Even so, you'd be hard pressed to find a place with better discourse on a large variety of subjects.


Am I the only one with no scroll on that website? While on mobile.

I was a bit puzzled by Firebird (I thought that’s a fork of Thunderbird, like, say, LibreWolf or Waterfox), but I couldn’t quickly find the project, so my assumption is that it’s just the misprint, and author thinking of Fire-fox -> Fire-bird, not being into ecosystem for too long to remember the actual bird. Anyway, that’s irrelevant to the point author’s making, and I’m happy there’s a new Linux adopter now. Thanks, M$, I guess.

Maybe it's supposed to be BetterBird [1], a Thunderbird tracking fork whose logo is a red phoenix rather than a blue bird?

[1] : https://betterbird.eu/


I misremembered the name, it's Thunderbird. But thanks for your comment, I did not know about Betterbird, but I will give it a try!

Yes, I did not get the name right. Firefox -> Firebird is what I misremembered.
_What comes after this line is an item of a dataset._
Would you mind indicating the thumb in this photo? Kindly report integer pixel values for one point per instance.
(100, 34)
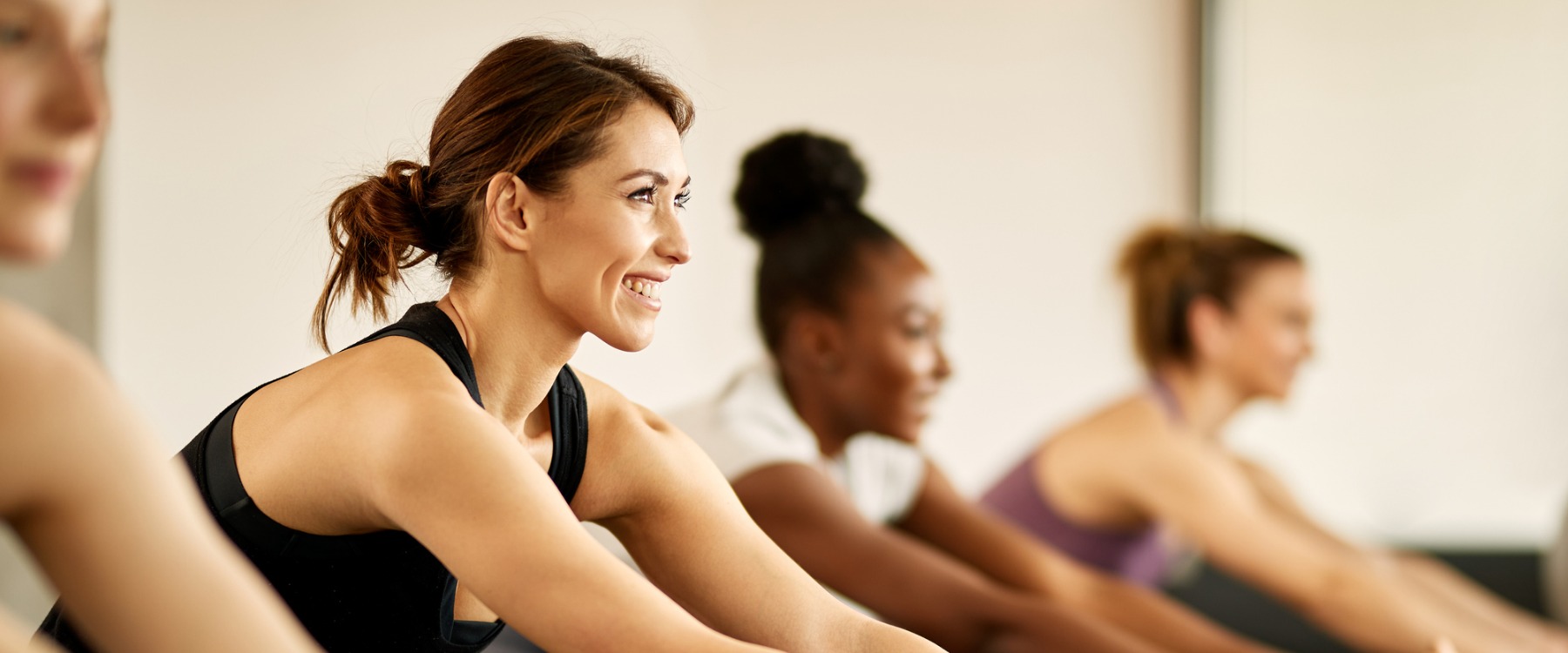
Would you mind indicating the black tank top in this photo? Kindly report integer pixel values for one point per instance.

I used Arch Linux on my MacBook Pro 13” (2011) and it was almost perfect (one iGPU), some weird sleep issues, plus battery calibration issues: battery often went down to 7% within like 30 minutes, and then it takes a couple of hours to 0%. But if you happened to close it, it will either power off or hibernate (won’t recall). Then a couple of keys would stop working, and I’d just rsync my entire system to a newer (2014) retina MacBook Pro 13” (instead of fixing the keyboard, there’s no point in that). Perhaps, these laptops are very popular for Linux enthusiasts — I think 15” from 2015 is the best Linux laptop you can get for the money — but this laptop is just perfect! Everything works flawlessly, sleep, hibernation, screen, keyboard backlight… ah, I forgot about the web camera, doesn’t, but I never used it really, it’s crap anyway. The battery life is amazing, I’m getting like 8 hours of real work for the new battery, or even longer for very light work. So, I’d say it depends on the hardware quite a lot. Maybe I’m just very experienced now, but I won’t say I am.